Cue the soft, tired voice of Pol Pot, the notorious leader of the Khmer Rouge, responsible for the death of some 1.5 million Cambodians. He is recalling his long-time friend, and the subject of the film, French lawyer Jacques Vergès. Vergès, Pol Pot says, once described him as someone "polite, discreet and smiling." It doesn't take us long to realize that Vergès was never one to judge a book by its cover — or a dictator by his killing fields, for that matter.
And so it is that we are thrown headlong into an Alice in Wonderland-like rabbit hole that is the irreverent, mysterious, and always-quirky life of Vergès, famous for having defended clients others refused to represent: Nazi war criminals, Palestinian airline hijackers, Algerian freedom fighters. Barbet Schroeder's film — which spans half a century, and bounces between an archipelago of different characters, all related in some way to Verges and his wanderings, physical, intellectual and amorous — is at times hard to follow, especially if you've never seen The Battle of Algiers, or can't recall pre-9/11 acts of global terrorism with encyclopedic clarity.
Still, even though the film doesn't try very hard situate the neophyte viewer within a historical context, it functions on a higher level as a kind of ethical yoga, forcing the viewer into often uncomfortable moral positions. In Algeria and in Palestine, we are asked to reexamine the difference between terrorism and liberation struggles, between cold-blooded murderers and freedom fighters. The film provides no easy answers, and Vergès, to the director's credit, comes across neither as a monster nor a saint.
Most of the time he just exudes arrogance. A fat cigar often pinched between his fingers, he talks into the camera from behind his solid-wood desk in a dark Old World-style office. Though he has defended revolutionaries, he seems more than content with the privileges of having ended up in the establishment.

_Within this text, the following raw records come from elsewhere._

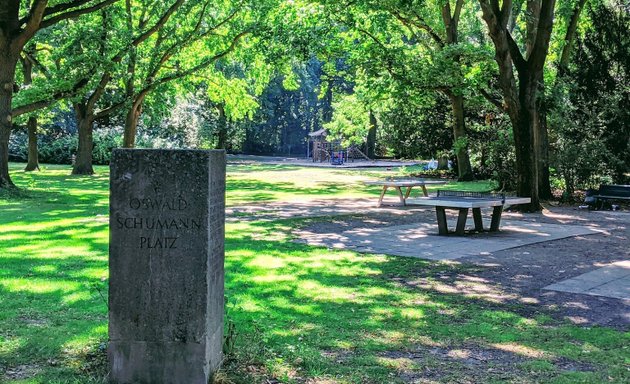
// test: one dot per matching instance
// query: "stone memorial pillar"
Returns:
(167, 214)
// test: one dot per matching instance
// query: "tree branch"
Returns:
(75, 13)
(32, 22)
(48, 101)
(497, 103)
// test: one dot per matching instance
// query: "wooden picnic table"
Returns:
(445, 200)
(399, 184)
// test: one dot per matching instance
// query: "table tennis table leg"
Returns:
(380, 200)
(441, 216)
(496, 218)
(478, 221)
(400, 196)
(424, 191)
(461, 221)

The film's greatest strength — its ability to talk about and around Vergès without judging his actions — is also its major flaw. The story's lack of a thesis causes it to fray at the edges. The only real structure the film has is that it's loosely chronological. It begins where Vergès' career did, at a green 30 years of age defending anti-French Algerian guerrilla Djamila Bouhired, who he later married.
Along its meandering path, it dives into side stories, like trying to figure out where Vergès disappeared to in the 1970s, and whether or not he was criminally involved with a former client, the terrorist Carlos the Jackal. Vergès also defended Carlos' girlfriend Magdalena Kopps, who he was involved with sexually after she was released from prison. He may have even corroborated in an earlier plan to spring Kopps from jail, but we'll never know. Vergès' lips are sealed, capped with a sly little smile.
What is most fascinating about Vergès' life is that this son of a French diplomat and a Vietnamese mother used his clients as a way of putting France on trial, or so the film asserts. It was only inside the halls of justice that Vergès, a David-like character, could take on the French colonialist Goliath. Ultimately, it was his intimate knowledge of what it meant to be an outsider in French society that was both his greatest weapon and his Achilles heel.